Ninja Blade tells the story of Ken Ogawa, a ninja that is trying oh-so-hard to be just like Ryu Hayabusa of Ninja Gaiden. He jumps out of helicopters, shuns stealth, and fights all sorts of nasty creatures. A parasitic outbreak has hit Tokyo, turning everyone and everything into destruction happy monsters bent on turning the entire world into a pile of rubble. The only hope, naturally, is Ken.
This tale is told through a series of cutscenes and quick-time-events (sequences where the player is required to push a series of buttons as they flash on the screen to interact with a cutscene) in a fairly traditional anime fashion. With voiceovers that switch between English and Japanese and a fractured storyline, Ninja Blade toes the line between something mainstream America will be familiar with and a story that feels foreign.

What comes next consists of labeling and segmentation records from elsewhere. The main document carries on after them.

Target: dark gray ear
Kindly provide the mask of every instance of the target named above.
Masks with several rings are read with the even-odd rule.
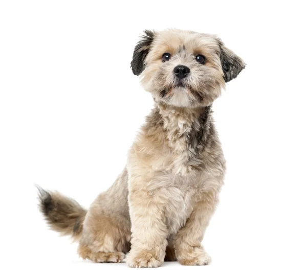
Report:
[[[225,47],[220,39],[217,39],[217,41],[220,45],[220,59],[224,74],[224,80],[226,82],[228,82],[238,76],[245,67],[245,64],[239,56]]]
[[[131,61],[132,72],[136,75],[139,75],[143,72],[145,67],[145,58],[149,52],[150,45],[155,38],[155,32],[149,30],[145,30],[144,32],[145,35],[141,37],[141,40],[135,48]]]

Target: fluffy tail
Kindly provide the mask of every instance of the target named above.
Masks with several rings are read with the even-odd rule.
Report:
[[[63,236],[72,236],[77,240],[83,229],[86,211],[76,201],[58,192],[50,192],[36,186],[39,209],[50,228]]]

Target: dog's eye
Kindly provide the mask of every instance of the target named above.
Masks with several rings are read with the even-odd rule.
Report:
[[[162,62],[166,62],[170,59],[170,54],[169,53],[164,53],[162,55]]]
[[[206,62],[206,58],[203,55],[196,55],[195,57],[195,59],[199,63],[200,63],[200,64],[204,64],[205,62]]]

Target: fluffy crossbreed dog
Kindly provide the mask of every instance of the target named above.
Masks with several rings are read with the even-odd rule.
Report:
[[[39,189],[40,207],[51,228],[72,235],[79,242],[80,256],[97,263],[126,261],[138,268],[159,267],[164,261],[208,264],[202,241],[225,170],[211,104],[245,66],[214,35],[145,31],[131,67],[152,94],[154,108],[126,166],[87,211]]]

If you're going to play Ninja Blade, it's for the totally ridiculous and over-the-top action that closes out each level. Ken Ogawa doesn't just kill these parasitic monsters of the night. He ends them with the kind of style great B-movies are made of. What's the best way to kill a giant spider? With a wrecking ball, of course. Cars and rubble flying through the air aren't just debris. They're platforms to run atop and jump off. These are all played out through quick-time-events to keep the player engaged, not that you really need any encouragement. These kill moves had the entire IGN editorial office cheering at their sheer lunacy.